Split TCP is typically used to solve TCP problems with large round-trip delay times. A typical system uses Split TCP PEPs to improve TCP performance over a satellite link. Split TCP functions by breaking the end-to-end connection into multiple connections and using different parameters to transfer data across the different legs. The end systems use standard TCP with no modifications, and do not need to know of the existence of the PEPs in between. Split TCP intercepts TCP connections from the end systems and terminates them.

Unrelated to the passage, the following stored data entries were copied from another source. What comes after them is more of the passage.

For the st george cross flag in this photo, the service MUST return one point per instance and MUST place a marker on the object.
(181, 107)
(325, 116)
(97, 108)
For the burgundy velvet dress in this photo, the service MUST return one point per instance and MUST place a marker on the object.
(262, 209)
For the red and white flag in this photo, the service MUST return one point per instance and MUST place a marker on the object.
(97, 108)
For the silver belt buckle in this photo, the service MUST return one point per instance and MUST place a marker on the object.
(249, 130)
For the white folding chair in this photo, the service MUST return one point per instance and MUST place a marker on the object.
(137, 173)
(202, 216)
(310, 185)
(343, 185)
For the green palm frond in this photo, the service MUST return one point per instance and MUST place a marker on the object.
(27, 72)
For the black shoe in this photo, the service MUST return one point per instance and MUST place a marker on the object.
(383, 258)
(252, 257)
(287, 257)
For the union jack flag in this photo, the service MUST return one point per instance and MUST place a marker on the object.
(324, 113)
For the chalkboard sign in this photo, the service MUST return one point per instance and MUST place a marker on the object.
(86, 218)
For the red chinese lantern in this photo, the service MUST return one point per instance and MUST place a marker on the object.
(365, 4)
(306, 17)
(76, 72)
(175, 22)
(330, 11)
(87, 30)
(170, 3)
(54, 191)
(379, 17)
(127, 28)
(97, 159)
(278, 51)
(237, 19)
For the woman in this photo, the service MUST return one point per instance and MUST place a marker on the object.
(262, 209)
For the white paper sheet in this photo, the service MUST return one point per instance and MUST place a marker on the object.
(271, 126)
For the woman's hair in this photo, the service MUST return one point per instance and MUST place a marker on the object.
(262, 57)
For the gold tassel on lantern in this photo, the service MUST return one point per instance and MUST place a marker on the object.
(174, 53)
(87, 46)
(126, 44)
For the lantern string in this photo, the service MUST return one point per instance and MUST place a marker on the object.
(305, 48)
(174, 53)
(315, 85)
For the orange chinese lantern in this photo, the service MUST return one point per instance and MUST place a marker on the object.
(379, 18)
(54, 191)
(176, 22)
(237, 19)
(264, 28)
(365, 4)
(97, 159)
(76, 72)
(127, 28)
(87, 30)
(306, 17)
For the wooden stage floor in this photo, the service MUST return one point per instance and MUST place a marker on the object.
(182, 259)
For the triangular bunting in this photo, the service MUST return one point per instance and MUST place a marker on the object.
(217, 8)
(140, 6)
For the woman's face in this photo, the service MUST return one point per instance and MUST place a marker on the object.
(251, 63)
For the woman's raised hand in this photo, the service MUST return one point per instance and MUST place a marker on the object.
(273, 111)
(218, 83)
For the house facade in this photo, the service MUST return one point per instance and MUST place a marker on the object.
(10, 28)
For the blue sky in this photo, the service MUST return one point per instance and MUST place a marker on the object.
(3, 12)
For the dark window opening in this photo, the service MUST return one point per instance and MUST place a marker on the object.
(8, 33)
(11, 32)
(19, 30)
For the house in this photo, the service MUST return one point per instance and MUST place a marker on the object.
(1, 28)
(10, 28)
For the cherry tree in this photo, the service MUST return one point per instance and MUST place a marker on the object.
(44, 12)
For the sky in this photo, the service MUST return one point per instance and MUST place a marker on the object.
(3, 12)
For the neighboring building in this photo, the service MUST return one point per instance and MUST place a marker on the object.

This allows the end systems to run unmodified and can overcome some problems with TCP window sizes on the end systems being set too low for satellite communications.

===Ack filtering/decimation===

Ack filtering or decimation is used on highly asymmetric links. In asymmetric links the upstream and downstream rates vary widely. A common example is satellite broadband where a downstream satellite link provides significantly greater bandwidths than the upstream dialup modem link. In this scenario, the speed at which the modem can return TCP acknowledgements can be a limiting factor. As TCP acknowledgements are cumulatively acknowledged some can be decimated or filtered to improve performance.

=== Snoop ===

The Snoop proxy is an example of an integrated proxy. It is designed to hide interference or collision-based packet loss over a wireless link. Snoop proxies detect losses by monitoring TCP transmissions for duplicate acknowledgements. When duplicate TCP acknowledgements, indicating a packet loss, are received by Snoop, they will be silently dropped and lost data packet will be retransmitted. The TCP sender should have no knowledge of the loss. This should prevent TCP senders from unnecessarily reducing the TCP window.

=== D-Proxy ===

D-Proxy is also designed to hide interference or collision based packet loss over a wireless link. D-Proxy is a new distributed TCP proxy, requiring a proxy on either side of the lossy link. Like Snoop, it uses TCP sequence numbers to detect lost packets. However, it has a proactive approach, monitoring the TCP sequence numbers on data packets rather than acknowledgements. When packet loss occurs, the TCP stream will be temporarily buffered until the missing packet can be recovered and re-sequenced.